Astaga, masih terlalu banyak kenangan yang belum ia ciptakan bersama Icha. Kemarin Icha menginginkan Kamera kan? tentu saja mereka harus menggunakan kamera itu untuk mengabadikan setiap momen keluarga kecil mereka. dimana ada dirinya, Icha, dan anak mereka. itu namanya lengkap, sempurna.

Dan, berapa lama lagi Mushkin harus menunggu dokter sialan itu keluar dan membawa istri juga anaknya!!!!

"Mus, minum dulu.." Reno menghampirinya, mengulurkan satu botol air mineral ke hadapannya.

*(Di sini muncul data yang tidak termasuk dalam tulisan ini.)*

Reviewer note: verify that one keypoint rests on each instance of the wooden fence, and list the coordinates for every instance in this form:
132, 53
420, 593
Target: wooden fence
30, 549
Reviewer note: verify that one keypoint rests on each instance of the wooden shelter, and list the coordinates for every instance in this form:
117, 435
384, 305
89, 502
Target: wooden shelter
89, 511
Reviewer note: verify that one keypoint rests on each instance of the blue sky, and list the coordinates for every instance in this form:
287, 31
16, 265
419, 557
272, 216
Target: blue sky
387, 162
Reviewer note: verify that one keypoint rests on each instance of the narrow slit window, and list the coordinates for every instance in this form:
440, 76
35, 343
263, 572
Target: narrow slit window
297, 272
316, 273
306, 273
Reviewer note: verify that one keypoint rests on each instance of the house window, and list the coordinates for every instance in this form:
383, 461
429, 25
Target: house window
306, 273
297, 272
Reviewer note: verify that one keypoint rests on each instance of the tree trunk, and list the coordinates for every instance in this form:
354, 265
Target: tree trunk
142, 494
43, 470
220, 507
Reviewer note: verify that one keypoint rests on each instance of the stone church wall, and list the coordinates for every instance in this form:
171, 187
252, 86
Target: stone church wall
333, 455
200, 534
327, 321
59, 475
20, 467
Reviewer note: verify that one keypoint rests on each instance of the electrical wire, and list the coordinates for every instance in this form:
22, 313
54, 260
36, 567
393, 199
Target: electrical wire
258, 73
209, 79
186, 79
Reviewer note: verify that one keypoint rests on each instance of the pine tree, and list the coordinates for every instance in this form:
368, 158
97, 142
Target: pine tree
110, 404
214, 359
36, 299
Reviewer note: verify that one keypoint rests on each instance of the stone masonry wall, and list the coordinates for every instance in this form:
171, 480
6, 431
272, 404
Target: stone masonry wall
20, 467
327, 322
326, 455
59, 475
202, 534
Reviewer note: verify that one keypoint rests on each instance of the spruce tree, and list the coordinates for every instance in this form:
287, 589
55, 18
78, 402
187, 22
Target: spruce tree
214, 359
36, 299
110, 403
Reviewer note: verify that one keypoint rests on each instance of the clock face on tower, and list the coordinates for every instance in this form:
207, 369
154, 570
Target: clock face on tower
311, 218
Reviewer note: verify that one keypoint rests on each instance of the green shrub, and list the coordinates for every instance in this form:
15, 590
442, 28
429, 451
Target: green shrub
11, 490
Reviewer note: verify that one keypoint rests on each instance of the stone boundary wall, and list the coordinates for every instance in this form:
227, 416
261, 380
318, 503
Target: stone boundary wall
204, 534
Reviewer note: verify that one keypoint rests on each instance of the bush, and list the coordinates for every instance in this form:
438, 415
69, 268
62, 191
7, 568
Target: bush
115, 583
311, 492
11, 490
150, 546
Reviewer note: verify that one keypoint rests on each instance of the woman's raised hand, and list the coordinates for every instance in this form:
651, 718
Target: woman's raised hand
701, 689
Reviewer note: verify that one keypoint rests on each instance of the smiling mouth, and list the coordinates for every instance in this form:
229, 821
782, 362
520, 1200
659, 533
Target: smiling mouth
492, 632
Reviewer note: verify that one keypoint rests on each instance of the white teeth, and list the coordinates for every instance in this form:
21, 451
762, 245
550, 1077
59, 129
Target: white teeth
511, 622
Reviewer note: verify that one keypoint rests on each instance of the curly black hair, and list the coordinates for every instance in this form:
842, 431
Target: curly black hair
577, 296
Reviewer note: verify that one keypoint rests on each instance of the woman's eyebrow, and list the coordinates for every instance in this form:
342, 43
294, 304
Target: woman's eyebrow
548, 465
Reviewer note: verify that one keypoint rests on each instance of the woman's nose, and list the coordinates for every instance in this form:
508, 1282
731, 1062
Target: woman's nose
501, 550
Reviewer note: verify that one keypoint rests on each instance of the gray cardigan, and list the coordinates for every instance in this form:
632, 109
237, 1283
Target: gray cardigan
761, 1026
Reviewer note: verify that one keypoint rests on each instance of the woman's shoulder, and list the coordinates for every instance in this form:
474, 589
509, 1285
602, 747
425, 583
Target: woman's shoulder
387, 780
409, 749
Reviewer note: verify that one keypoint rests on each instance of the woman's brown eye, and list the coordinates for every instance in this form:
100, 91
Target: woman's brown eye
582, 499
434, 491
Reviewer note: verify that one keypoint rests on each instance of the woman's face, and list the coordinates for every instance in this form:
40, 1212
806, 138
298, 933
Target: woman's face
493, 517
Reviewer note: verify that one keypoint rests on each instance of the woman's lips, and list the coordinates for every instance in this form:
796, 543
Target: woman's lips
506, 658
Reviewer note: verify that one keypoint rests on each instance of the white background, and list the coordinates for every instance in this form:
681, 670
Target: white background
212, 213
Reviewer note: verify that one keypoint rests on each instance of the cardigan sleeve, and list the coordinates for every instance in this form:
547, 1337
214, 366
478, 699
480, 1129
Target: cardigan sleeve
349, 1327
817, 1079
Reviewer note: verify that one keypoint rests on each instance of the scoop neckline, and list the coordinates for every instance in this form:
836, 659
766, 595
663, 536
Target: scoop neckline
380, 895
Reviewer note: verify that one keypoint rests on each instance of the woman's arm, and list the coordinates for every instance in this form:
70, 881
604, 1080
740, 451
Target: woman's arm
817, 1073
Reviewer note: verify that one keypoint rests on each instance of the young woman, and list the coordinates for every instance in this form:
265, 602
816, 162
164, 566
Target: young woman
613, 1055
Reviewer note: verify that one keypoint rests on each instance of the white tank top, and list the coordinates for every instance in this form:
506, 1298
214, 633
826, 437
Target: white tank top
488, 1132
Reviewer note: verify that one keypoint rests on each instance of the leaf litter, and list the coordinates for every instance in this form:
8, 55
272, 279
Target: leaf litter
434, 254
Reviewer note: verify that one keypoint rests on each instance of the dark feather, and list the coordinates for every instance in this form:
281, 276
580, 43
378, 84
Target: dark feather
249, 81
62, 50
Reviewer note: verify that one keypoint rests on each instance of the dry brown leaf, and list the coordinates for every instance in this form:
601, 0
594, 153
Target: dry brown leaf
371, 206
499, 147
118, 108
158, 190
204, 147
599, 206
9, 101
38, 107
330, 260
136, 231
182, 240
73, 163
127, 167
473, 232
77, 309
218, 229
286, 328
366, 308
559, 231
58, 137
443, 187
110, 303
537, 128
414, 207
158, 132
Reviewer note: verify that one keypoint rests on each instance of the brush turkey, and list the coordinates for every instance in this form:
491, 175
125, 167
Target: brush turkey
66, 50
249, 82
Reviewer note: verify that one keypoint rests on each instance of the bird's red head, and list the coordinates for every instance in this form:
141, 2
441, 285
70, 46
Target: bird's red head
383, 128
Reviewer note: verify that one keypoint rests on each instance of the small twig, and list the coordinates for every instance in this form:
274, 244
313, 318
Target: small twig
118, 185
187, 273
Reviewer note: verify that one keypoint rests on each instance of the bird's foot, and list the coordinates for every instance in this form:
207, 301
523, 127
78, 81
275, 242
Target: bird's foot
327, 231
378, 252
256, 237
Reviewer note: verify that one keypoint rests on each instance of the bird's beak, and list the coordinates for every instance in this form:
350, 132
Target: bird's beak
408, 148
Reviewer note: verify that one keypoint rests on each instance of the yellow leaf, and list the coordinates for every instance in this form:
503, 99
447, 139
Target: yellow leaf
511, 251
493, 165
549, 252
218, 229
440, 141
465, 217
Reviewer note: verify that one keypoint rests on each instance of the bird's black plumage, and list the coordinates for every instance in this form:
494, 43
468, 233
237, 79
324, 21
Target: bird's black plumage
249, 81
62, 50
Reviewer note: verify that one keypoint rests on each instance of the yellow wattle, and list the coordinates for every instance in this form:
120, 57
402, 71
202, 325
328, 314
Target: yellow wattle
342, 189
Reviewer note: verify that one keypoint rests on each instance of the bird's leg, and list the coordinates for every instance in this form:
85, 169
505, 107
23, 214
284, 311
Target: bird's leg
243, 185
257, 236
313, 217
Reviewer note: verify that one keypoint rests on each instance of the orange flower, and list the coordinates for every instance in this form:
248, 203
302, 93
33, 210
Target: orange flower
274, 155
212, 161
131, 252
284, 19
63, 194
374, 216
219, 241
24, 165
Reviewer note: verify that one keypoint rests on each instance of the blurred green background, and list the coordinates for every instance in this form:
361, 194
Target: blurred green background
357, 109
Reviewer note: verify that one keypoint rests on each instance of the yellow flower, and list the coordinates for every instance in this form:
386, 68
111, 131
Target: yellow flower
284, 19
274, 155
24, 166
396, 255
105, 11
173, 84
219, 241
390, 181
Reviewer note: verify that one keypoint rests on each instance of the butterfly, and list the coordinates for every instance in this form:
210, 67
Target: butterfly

Mushkin menggeleng. Dalam situasi seperti ini, ia tidak yakin bisa meloloskan air itu melalui tenggorokannya. Lagipula, Icha di dalam sedang terkoyak isi tubuhnya, dan itu semua gara-gara ulahnya. Kalau saja, kalau saja Mushkin tidak pergi tadi.. Ya Tuhan... penyesalan itu begitu besar, membuatnya bahkan tak mampu untuk sekedar mengangkat kepalanya dari lututnya.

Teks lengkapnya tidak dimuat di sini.